Our Home, Our Land is a compilation album released in Australia by CAAMA in 1995. It was released to celebrate the victory in the Mabo case. It focused on the importance of land to the Aboriginal and Torres Strait Islander beliefs. It was nominated for a 1996 ARIA Award for Best Indigenous Release.

The CDs featured a mix of new and established artists. The title track was commissioned for this release. Previously recorded tracks were licensed from well known artist and some new tracks were recorded for this album. The new tracks were winners of a song contest for artist that had not been previously recorded.

The album received positive reviews. Jarrod Watt writing in the Age noted that it was "a pretty decent snapshot of the directions indigenous musicians are taking off to while keeping the traditions of the past." Sunday Age's Larry Schwartz states " It is a rich mix of talent that will delight enthusiasts."

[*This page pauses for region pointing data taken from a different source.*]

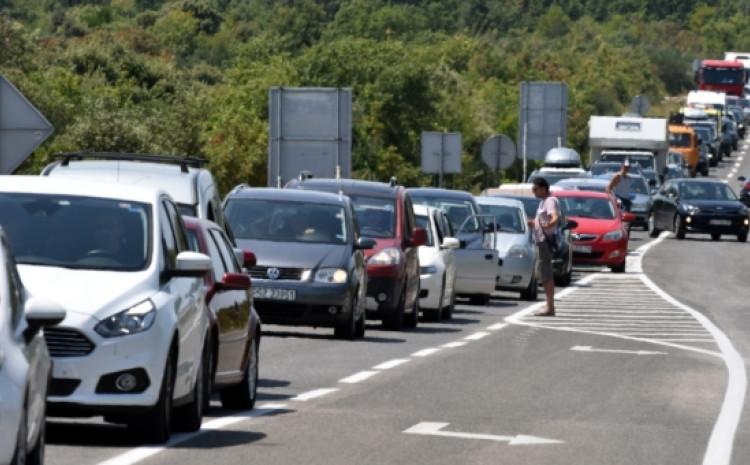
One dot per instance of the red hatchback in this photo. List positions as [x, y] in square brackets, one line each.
[601, 235]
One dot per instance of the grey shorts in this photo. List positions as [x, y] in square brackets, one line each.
[544, 270]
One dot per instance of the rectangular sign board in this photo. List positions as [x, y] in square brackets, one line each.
[310, 129]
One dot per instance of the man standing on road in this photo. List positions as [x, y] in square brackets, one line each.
[620, 185]
[546, 233]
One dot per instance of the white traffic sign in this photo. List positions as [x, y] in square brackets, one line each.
[22, 127]
[429, 428]
[616, 351]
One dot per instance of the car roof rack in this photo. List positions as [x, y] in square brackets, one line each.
[184, 161]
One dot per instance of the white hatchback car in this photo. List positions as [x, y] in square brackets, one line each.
[437, 264]
[24, 365]
[132, 346]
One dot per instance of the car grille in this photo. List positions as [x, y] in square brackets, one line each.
[65, 342]
[287, 274]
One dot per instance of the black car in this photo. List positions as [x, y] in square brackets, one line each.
[310, 265]
[698, 206]
[563, 260]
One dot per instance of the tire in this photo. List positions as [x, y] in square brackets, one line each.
[188, 418]
[653, 231]
[532, 292]
[679, 227]
[156, 425]
[242, 396]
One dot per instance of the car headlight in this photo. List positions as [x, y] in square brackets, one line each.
[331, 275]
[518, 251]
[136, 319]
[427, 270]
[613, 235]
[388, 256]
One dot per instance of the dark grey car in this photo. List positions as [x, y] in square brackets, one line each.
[310, 266]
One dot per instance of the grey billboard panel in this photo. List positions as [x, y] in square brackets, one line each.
[22, 127]
[441, 152]
[310, 129]
[543, 117]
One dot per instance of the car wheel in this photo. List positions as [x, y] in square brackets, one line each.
[156, 425]
[188, 418]
[679, 227]
[651, 225]
[532, 292]
[242, 396]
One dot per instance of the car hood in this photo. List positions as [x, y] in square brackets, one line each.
[295, 254]
[593, 226]
[95, 293]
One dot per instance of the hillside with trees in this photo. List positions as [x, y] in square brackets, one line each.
[192, 76]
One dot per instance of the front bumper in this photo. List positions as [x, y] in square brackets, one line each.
[316, 304]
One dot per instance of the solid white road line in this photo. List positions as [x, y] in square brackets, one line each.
[390, 364]
[425, 352]
[314, 394]
[141, 453]
[358, 377]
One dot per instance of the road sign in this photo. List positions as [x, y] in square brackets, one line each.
[441, 153]
[310, 129]
[430, 428]
[640, 105]
[543, 118]
[499, 152]
[22, 127]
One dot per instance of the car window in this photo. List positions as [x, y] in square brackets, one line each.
[77, 232]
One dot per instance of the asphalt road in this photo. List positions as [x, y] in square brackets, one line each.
[623, 375]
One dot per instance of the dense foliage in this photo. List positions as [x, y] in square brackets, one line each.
[192, 76]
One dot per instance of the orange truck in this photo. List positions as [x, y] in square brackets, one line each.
[683, 140]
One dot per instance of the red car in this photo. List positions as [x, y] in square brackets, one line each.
[235, 326]
[600, 236]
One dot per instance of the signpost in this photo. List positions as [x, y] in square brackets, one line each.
[441, 153]
[22, 127]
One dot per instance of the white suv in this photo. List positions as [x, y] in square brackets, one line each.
[132, 346]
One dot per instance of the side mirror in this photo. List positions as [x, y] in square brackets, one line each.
[365, 243]
[451, 243]
[418, 237]
[40, 313]
[235, 282]
[191, 265]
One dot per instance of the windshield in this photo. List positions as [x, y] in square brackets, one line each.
[457, 210]
[424, 223]
[77, 232]
[285, 221]
[376, 216]
[722, 76]
[706, 191]
[508, 219]
[584, 207]
[679, 139]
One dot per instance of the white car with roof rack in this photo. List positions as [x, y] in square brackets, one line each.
[132, 346]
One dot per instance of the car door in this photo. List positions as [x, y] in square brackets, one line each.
[231, 307]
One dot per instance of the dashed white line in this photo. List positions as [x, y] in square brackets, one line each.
[314, 394]
[390, 364]
[358, 377]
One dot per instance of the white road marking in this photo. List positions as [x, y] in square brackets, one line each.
[141, 453]
[314, 394]
[425, 352]
[430, 428]
[358, 377]
[616, 351]
[477, 336]
[390, 364]
[453, 345]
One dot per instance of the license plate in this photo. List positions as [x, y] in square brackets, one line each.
[582, 248]
[272, 293]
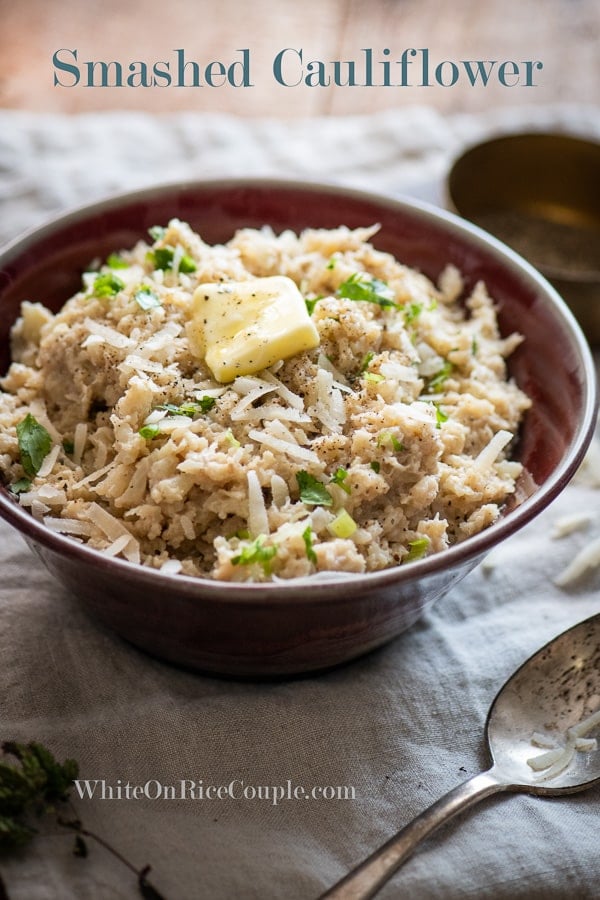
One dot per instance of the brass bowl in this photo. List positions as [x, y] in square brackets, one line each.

In 2000 an illustrated book by Stephen Lalor called Our home, our land : contemporary Aboriginal music education kit was released as a resource about the cds for secondary schools.

==Accolades==

| Year | Award | Nomination | Result |
|---|---|---|---|
| 1996 | ARIA Music Awards | Best Indigenous Release | Nominated |

==Track listing==
1. Our Home, Our Land – Various
2. Mabo – Yothu Yindi
3. Land Rights – Sunrize Band
4. Forgotten Tribe – Coloured Stone
5. Kulha Vaday – Christine Anu
6. Solid Rock – Shane Howard
7. Respect for Eddie Mabo – Rygela Band
8. Stricken Land – Blackfire
9. Angerwuy – Raven
10. Our Home, Our Land (instrumental)
11. Nitmiluk – Blekbala Mujik
12. We Shall Cry – Warumpi Band
13. This Land's Worth More than Gold and Silver – Phil Moncrieff
14. Yolngu – Frances Williams
15. Climbing that mountain – Amunda (with Rachel Perkins)
16. From Little Things Big Things Grow – Paul Kelly and Kev Carmody with Tiddas
17. A Little Drop – Minnie Read
18. Big Mountain Wilpena Pound – Artoowarapana Band
19. Original Aboriginal – Dave Quinlan
20. Tjapwurrung country – Neil Murray
21. Koiki, Father Dave and James – Peter Yanada McKenzie
22. Mabo – Mills Sisters
23. Nakkanya – Paul Kelly
24. Our home, our land (Language version) – Buna Lawrie
Artist appearing on the first track are Lou Bennett, Sally Dastey, Amy Saunders (all from Tiddas), Kev Carmody, Archie Roach, Ruby Hunter, Bart Willoughby, Buna Lawrie, Sammy Butcher, Shane Howard and David Bridie.